Şunu da ifade etmek istiyorum bu kanunla ilgili: Özellikle, başta hayvan sağlığı olmak üzere sektöre hizmet veren veteriner hekimlerin sorunlarından birkaç cümleyle bahsedeceğim. Son dönemlerde bazı meslek mensupları maaşlarına özel zamlar yapılırken halkın sağlığı için -bulaşıcı hayvan hastalıklarıyla- çok zor şartlarda hizmet veren veteriner hekimlerin hariç tutulması bir kere "adalet" kavramıyla bağdaşmamaktadır. Her türlü zor çevre şartları altında çalışan ve hastalıklarla mücadele ederken risk altında olan veteriner hekimlerin 5510 sayılı Sosyal Güvenlik Yasası'yla kazanılmış hakları olan fiilî hizmet yıpranma payı ellerinden alınmış, bu bir yanlış düzenleme olmuştur; en kısa zamanda bu yanlışlık yeniden düzeltilmelidir. Özellikle, çok güç şartlarda, ülkemizin en ücra köşesine kadar bu sektöre sağlık hizmeti ve suni tohumlama hizmeti sunan 6 binden fazla serbest veteriner hekimin hak kayıpları dikkate alınmalıdır.

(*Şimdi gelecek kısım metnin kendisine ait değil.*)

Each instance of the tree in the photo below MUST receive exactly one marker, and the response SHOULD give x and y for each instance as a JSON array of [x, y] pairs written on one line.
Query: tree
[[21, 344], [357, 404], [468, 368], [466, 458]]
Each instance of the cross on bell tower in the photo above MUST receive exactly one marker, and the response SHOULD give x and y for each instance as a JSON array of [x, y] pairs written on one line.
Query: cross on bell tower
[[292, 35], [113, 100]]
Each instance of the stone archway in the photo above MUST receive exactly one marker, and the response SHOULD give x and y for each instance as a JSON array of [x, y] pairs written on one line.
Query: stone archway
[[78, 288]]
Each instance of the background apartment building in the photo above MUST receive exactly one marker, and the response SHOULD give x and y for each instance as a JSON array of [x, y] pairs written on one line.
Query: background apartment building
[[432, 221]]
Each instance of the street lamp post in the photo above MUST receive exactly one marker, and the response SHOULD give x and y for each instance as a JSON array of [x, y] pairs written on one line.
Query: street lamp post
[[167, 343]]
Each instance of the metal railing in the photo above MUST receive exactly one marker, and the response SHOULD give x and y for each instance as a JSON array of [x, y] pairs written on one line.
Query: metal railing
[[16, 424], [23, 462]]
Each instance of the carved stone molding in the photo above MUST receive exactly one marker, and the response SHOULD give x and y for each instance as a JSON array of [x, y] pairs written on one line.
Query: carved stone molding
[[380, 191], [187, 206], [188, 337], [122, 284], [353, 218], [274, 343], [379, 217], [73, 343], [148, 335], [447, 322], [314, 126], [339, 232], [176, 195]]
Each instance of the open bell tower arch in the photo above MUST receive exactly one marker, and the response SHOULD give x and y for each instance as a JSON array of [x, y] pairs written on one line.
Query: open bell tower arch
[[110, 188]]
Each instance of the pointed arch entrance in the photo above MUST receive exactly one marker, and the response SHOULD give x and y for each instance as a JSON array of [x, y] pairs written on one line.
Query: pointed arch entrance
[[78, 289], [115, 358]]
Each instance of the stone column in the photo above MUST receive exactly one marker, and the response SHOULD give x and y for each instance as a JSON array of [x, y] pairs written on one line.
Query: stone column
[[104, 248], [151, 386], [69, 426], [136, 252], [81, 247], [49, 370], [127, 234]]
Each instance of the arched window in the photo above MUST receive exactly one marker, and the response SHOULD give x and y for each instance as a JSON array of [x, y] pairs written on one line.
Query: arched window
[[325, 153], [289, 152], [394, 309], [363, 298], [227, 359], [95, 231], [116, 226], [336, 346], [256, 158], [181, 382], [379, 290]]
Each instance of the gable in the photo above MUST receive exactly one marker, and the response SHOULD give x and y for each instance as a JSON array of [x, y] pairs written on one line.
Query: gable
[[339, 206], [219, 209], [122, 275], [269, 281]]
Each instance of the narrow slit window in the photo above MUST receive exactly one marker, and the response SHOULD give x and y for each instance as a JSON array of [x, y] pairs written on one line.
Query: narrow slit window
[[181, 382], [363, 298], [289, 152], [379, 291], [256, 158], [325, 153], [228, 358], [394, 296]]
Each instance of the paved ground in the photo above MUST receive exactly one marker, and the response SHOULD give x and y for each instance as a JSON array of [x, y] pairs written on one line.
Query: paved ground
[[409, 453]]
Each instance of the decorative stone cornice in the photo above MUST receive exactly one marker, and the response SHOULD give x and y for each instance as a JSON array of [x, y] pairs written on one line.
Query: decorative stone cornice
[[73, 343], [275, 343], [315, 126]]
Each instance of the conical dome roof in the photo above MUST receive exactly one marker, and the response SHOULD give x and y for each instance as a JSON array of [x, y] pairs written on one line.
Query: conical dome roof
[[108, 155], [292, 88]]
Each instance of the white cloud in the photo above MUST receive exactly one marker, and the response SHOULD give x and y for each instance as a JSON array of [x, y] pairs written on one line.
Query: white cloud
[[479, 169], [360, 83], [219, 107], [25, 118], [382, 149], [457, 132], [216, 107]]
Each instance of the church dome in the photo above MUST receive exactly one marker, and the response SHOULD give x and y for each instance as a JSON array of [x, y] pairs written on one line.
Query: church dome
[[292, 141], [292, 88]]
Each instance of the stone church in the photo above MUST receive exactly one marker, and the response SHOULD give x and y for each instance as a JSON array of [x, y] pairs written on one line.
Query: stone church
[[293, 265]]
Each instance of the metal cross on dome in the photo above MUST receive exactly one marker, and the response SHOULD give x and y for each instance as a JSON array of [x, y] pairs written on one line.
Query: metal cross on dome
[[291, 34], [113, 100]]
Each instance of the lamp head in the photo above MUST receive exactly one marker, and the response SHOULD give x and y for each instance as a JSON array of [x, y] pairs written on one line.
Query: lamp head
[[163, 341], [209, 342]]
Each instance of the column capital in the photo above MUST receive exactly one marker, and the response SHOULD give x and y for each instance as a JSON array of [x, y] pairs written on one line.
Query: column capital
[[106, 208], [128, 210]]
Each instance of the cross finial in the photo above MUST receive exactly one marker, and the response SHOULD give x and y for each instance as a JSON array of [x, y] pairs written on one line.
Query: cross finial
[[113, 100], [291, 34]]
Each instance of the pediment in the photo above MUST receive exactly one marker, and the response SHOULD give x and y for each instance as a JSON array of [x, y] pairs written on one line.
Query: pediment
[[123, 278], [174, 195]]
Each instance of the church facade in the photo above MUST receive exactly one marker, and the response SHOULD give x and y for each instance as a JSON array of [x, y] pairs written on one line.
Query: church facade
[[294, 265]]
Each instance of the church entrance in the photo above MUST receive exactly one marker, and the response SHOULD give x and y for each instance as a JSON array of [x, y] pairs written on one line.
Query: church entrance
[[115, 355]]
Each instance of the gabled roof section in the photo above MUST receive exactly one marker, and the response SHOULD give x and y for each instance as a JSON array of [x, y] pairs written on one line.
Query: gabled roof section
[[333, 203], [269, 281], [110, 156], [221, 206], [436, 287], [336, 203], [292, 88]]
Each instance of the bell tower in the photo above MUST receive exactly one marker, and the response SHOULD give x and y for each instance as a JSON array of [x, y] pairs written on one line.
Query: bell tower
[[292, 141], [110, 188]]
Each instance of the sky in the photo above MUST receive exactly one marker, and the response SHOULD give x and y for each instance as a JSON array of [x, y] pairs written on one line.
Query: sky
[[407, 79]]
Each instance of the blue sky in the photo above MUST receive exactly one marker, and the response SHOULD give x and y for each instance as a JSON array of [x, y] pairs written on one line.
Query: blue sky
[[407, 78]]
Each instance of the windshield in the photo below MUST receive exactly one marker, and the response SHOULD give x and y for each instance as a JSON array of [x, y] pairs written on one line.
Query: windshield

Değerli milletvekilleri, şimdi, bu konuya değinmişken özellikle şunu vurgulamak istiyorum: Biliyorsunuz, iktidar partisinin milletvekillerinin cep telefonlarına ve mail adreslerine de yüzlerce, binlerce mesaj gelmektedir. Bu mesajlarda ne istenmektedir? Bu ülkede veterinerler, gıda mühendisleri, ziraat mühendisleri, su ürünleri mühendisleri ve bu teknikerlerin kadro talepleri var. Bu arkadaşlarımızın iddiası, Sayın Tarım Bakanının bir televizyon konuşmasında veya bir açıklamasında 6.500 kadroyu alıp bu mühendisleri ve teknikerlerimizi alacağını ifade etmesine rağmen almadığı ve bu arkadaşlarımızın bir beklenti içerisine girdikleri yönündedir. Bu taleplerinin bir an önce karşılanması gerekiyor.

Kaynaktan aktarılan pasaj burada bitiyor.